Vignarca: in Ucraina «serve conferenza di pace»

Per il coordinatore delle campagne della Rete Disarmo, «inviare armi non accelera la fine del conflitto, lo sta prolungando. Ricostruire sulle macerie non è opzione sostenibile»

A un anno dal primo anniversario dello scoppio del conflitto in Ucraina, e a pochi giorni dai nuovi impegni assunti nel vertice del gruppo di contatto per l’Ucraina a guida Usa che si è svolto il 20 gennaio nella base tedesca di Ramstein, Francesco Vignarca, coordinatore campagne della Rete italiana pace e disarmo, fa il punto, con l’Agenzia Dire. «Si può discutere se sia efficace o meno inviare armi all’Ucraina per sostenere la resistenza – afferma -, ma per noi resta chiaro un punto: non è vera la tesi dei governi occidentali secondo cui dare più armamenti a Kiev significa accelerare la fine di questo conflitto. Al contrario, come i fatti dimostrano, lo sta prolungando, con costi inimmaginabili per i civili e profitti enormi per le aziende produttrici di armi».

Nel dettaglio, proprio nel vertice di Ramstein il Pentagono ha annunciato oltre 2,3 miliardi di dollari in nuovi armamenti mentre Berlino ha promesso che ne stanzierà un miliardo. Il governo ucraino ha però fatto appello ai carriarmati, a cui ha risposto la Polonia promettendo i Leopard 2, di fabbricazione tedesca. Una mossa che non ha incontrato l’entusiasmo della Germania che, tuttavia, ha garantito che «non si opporrà» alle scelte di Varsavia.
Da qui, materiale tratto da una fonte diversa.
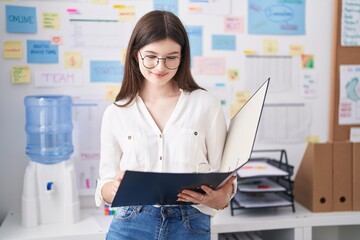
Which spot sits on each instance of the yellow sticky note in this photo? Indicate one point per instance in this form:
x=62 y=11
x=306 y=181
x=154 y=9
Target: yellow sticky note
x=307 y=61
x=126 y=14
x=296 y=50
x=51 y=21
x=233 y=74
x=13 y=50
x=241 y=97
x=73 y=60
x=270 y=47
x=100 y=1
x=111 y=92
x=20 y=74
x=249 y=51
x=313 y=139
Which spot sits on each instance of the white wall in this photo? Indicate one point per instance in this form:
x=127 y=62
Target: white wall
x=317 y=41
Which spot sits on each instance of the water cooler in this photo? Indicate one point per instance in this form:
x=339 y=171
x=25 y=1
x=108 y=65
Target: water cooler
x=50 y=193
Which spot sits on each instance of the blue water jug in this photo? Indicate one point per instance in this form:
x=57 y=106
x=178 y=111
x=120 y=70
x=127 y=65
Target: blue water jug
x=48 y=128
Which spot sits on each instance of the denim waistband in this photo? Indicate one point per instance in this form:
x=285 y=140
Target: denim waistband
x=179 y=212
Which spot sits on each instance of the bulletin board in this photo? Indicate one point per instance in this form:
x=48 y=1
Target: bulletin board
x=346 y=54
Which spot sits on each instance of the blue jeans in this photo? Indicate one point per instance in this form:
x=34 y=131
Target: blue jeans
x=159 y=223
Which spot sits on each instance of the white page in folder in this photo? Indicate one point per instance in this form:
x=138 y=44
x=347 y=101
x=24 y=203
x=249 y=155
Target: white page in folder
x=242 y=130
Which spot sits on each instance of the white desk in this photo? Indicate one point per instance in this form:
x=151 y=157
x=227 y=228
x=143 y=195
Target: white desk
x=86 y=229
x=275 y=223
x=282 y=223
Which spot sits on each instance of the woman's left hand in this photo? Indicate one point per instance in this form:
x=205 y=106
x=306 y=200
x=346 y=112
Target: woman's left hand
x=217 y=199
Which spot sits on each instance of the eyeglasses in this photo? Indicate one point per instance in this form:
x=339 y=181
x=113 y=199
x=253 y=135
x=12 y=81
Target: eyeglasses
x=151 y=61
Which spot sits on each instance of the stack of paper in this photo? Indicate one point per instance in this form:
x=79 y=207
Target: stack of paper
x=259 y=185
x=260 y=168
x=255 y=200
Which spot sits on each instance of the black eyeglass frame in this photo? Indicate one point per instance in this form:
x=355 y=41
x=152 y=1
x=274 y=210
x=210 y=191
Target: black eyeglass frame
x=158 y=61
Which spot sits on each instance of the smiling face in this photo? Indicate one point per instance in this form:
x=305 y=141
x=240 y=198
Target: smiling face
x=159 y=75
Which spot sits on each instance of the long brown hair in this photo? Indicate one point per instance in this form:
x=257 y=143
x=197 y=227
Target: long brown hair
x=155 y=26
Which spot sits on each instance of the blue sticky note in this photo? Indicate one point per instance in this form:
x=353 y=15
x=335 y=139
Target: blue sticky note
x=195 y=35
x=40 y=51
x=224 y=42
x=106 y=71
x=167 y=5
x=276 y=17
x=21 y=19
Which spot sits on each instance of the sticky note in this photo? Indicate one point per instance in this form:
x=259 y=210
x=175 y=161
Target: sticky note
x=224 y=42
x=296 y=50
x=13 y=50
x=233 y=74
x=20 y=74
x=307 y=61
x=270 y=47
x=39 y=51
x=51 y=21
x=73 y=60
x=111 y=91
x=21 y=19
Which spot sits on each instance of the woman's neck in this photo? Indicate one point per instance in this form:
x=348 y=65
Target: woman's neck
x=152 y=92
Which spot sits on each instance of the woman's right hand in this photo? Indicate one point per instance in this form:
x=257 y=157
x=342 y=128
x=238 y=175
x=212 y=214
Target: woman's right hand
x=109 y=189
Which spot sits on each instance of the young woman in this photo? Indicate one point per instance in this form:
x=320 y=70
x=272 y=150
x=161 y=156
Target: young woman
x=162 y=121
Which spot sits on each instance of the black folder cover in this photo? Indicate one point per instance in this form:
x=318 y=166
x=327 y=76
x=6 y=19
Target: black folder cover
x=150 y=188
Il 22 gennaio, ricorda Vignarca, ricorreva anche il secondo anniversario dell’entrata in vigore del Trattato per la proibizione delle armi nucleari (Tpnw), la prima norma internazionale che dichiara illegali le armi atomiche, a cui però l’Italia non ha aderito assieme a Cina, Francia, Regno Unito, Russia e Stati Uniti, nonché tutti gli altri membri Nato ad eccezione dei Paesi Bassi. Ora, avverte, il rischio dell’uso di armi nucleari «è concreto e probabilmente sarà al centro della denuncia degli scienziati del Doumsday clock», “l’orologio dell’apocalisse” che anche quest’anno ha rivelato quanti minuti mancano, simbolicamente, alla fine dell’umanità: 90 secondi.
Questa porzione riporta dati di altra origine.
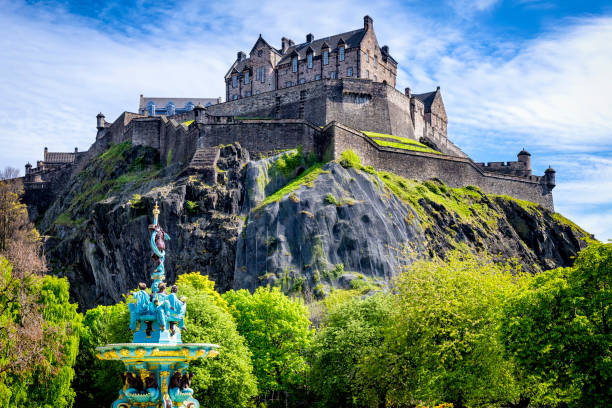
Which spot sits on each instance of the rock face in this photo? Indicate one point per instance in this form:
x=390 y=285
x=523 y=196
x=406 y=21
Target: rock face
x=280 y=221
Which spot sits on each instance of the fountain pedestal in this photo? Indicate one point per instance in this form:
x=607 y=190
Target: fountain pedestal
x=156 y=361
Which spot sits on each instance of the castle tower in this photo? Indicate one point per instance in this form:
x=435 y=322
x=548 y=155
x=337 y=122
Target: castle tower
x=525 y=157
x=549 y=177
x=200 y=113
x=100 y=121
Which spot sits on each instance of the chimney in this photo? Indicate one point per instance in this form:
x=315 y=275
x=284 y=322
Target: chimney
x=368 y=23
x=285 y=44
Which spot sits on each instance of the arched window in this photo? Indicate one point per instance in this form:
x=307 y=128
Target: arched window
x=151 y=108
x=170 y=108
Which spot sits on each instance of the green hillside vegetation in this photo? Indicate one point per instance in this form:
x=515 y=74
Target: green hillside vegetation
x=399 y=142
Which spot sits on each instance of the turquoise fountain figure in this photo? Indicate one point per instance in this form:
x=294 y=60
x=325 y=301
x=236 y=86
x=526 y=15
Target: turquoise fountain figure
x=156 y=361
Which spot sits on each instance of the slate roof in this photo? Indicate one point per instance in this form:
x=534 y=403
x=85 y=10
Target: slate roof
x=351 y=38
x=54 y=157
x=178 y=102
x=427 y=99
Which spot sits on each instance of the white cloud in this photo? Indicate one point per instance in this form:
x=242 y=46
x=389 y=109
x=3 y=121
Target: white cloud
x=549 y=94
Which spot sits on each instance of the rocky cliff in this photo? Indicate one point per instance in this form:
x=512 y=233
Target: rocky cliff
x=283 y=220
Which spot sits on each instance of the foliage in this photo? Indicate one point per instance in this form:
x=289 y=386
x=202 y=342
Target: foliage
x=46 y=380
x=443 y=344
x=559 y=331
x=97 y=383
x=349 y=332
x=225 y=381
x=307 y=178
x=277 y=332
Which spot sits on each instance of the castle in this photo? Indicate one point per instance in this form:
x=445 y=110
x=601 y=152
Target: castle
x=327 y=95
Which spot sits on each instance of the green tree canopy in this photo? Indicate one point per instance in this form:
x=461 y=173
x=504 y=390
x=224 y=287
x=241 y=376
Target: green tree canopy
x=349 y=332
x=276 y=329
x=443 y=345
x=559 y=331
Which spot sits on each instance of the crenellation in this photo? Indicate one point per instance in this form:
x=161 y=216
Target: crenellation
x=303 y=95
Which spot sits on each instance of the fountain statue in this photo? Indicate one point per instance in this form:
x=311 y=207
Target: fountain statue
x=156 y=360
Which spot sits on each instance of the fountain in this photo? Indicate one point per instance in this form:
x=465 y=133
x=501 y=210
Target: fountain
x=156 y=360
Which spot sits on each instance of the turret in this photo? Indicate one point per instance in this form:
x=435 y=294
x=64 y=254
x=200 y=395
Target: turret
x=100 y=121
x=368 y=23
x=525 y=157
x=199 y=112
x=549 y=177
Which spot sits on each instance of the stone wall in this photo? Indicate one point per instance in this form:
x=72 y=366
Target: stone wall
x=454 y=171
x=261 y=136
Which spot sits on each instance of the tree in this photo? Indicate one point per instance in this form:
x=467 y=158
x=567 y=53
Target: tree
x=276 y=329
x=227 y=380
x=443 y=345
x=350 y=332
x=559 y=331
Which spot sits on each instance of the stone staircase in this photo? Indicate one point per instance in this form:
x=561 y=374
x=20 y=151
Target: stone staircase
x=204 y=161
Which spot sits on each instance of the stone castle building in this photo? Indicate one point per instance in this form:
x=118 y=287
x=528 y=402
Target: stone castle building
x=326 y=95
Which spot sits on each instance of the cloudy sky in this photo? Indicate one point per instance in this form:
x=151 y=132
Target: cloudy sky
x=514 y=73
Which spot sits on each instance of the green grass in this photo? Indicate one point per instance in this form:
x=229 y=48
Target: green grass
x=398 y=142
x=466 y=202
x=307 y=178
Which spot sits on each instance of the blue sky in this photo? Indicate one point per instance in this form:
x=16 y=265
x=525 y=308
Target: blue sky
x=513 y=73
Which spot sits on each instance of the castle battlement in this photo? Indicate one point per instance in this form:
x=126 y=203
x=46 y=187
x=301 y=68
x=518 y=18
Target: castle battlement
x=325 y=114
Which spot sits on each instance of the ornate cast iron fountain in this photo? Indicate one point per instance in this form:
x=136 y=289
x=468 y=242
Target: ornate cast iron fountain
x=156 y=361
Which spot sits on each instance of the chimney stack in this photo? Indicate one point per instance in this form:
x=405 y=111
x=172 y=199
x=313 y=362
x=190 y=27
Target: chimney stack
x=368 y=23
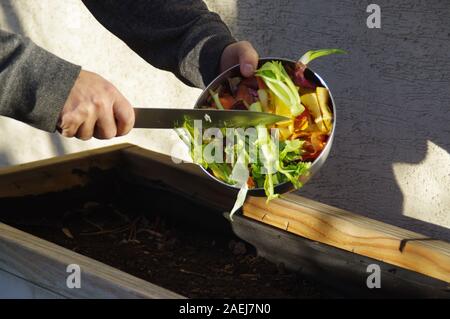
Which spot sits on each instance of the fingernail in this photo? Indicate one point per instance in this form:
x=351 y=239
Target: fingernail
x=247 y=69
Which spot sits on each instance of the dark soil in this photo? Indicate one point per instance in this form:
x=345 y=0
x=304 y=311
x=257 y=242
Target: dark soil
x=158 y=236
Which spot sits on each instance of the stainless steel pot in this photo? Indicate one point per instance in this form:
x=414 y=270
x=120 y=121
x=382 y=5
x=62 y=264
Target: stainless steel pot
x=316 y=165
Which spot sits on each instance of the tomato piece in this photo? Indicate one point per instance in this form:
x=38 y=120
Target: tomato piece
x=250 y=182
x=227 y=101
x=244 y=94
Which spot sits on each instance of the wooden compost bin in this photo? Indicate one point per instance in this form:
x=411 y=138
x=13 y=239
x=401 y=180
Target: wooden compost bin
x=322 y=242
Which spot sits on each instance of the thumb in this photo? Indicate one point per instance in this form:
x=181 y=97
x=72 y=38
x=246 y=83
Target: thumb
x=248 y=59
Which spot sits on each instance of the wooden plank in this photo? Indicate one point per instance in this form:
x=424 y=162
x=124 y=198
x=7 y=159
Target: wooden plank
x=44 y=264
x=56 y=173
x=186 y=179
x=342 y=272
x=355 y=233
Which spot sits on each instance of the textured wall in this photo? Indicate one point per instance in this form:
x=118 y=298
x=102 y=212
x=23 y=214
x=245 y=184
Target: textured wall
x=390 y=159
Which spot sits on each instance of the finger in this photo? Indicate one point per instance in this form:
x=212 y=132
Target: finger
x=86 y=129
x=248 y=58
x=123 y=114
x=105 y=127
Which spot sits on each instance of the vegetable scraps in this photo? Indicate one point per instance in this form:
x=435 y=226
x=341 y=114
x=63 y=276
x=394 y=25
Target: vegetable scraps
x=284 y=156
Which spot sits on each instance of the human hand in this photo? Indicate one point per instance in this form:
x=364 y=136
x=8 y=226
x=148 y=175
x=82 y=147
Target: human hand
x=95 y=108
x=242 y=53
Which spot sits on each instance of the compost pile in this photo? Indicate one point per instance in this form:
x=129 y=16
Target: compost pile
x=150 y=234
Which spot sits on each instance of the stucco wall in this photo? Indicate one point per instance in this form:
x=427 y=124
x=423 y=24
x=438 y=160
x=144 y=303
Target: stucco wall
x=390 y=159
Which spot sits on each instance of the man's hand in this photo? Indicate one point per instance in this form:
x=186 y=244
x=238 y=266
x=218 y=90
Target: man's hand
x=95 y=108
x=242 y=53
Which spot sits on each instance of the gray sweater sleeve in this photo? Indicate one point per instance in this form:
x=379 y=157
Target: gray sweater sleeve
x=180 y=36
x=34 y=84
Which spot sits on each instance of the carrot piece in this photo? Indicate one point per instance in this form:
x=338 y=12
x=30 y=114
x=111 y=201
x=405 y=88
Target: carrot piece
x=243 y=94
x=250 y=182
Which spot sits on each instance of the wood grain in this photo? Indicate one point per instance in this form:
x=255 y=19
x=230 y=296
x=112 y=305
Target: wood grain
x=56 y=173
x=358 y=234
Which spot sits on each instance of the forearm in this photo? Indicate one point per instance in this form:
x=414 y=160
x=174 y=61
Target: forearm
x=34 y=84
x=182 y=37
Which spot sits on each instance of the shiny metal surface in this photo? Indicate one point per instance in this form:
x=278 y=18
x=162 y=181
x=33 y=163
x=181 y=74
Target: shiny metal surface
x=172 y=118
x=316 y=165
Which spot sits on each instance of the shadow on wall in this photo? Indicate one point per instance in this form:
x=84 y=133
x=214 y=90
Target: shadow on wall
x=391 y=92
x=11 y=19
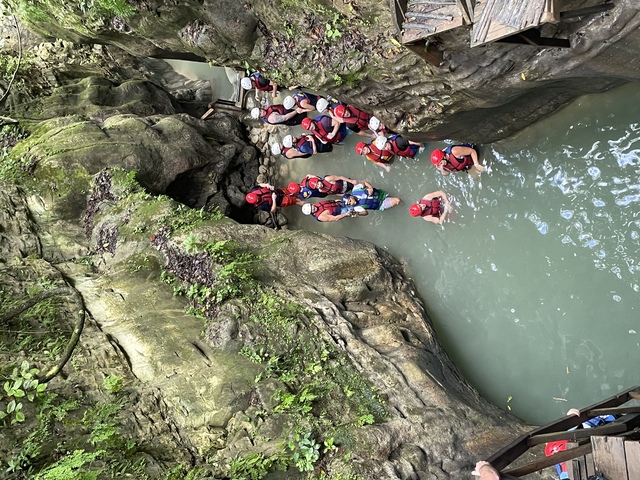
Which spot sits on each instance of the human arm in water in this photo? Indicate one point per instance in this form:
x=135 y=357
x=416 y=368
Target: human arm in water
x=460 y=151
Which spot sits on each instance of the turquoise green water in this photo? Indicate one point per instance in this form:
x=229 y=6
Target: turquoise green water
x=532 y=284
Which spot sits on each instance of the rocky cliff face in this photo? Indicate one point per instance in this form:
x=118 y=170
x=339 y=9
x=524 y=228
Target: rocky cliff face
x=479 y=94
x=337 y=350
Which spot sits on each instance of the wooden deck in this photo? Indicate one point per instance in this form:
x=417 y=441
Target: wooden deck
x=612 y=449
x=496 y=19
x=423 y=18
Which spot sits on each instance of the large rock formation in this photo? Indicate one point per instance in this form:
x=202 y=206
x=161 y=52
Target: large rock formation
x=342 y=353
x=481 y=94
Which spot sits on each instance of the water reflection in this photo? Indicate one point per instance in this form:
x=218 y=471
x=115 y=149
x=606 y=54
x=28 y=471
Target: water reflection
x=533 y=283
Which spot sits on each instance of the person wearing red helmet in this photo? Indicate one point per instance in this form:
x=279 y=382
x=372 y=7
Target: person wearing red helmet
x=456 y=158
x=378 y=152
x=267 y=198
x=355 y=119
x=325 y=129
x=277 y=114
x=433 y=207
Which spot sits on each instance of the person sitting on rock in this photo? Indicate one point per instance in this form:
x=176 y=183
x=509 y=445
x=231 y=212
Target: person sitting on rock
x=267 y=198
x=456 y=158
x=433 y=207
x=260 y=83
x=303 y=146
x=315 y=186
x=277 y=114
x=328 y=211
x=355 y=119
x=325 y=129
x=364 y=195
x=403 y=147
x=328 y=105
x=379 y=128
x=302 y=102
x=379 y=152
All’Agenzia Dire Vignarca rilancia quindi la proposta invocata dalla Rete e dagli oltre 600 organismi che hanno aderito alla piattaforma Europe for peace: «Serve una conferenza di pace. Non abbiamo in tasca la soluzione, certo, ma ricostruire sulle macerie non ci sembra un’opzione sostenibile». E ricorda che quella in Ucraina non è l’unica guerra: basti pensare alla Repubblica democratica del Congo e al Sud Sudan, che riceveranno a breve la visita di Francesco, ma anche a Siria, Yemen, Etiopia. Riportare pace nel mondo, per il coordinatore campagne della Rete italiana pace e disarmo, è un compito complesso che necessita di «impegni su più fronti, come quello umanitario: le associazioni di Europe for peace, infatti, non fanno solo chiacchiere, ma ogni giorno lavorano per portare aiuti alla popolazione in Ucraina, fino a Kherson».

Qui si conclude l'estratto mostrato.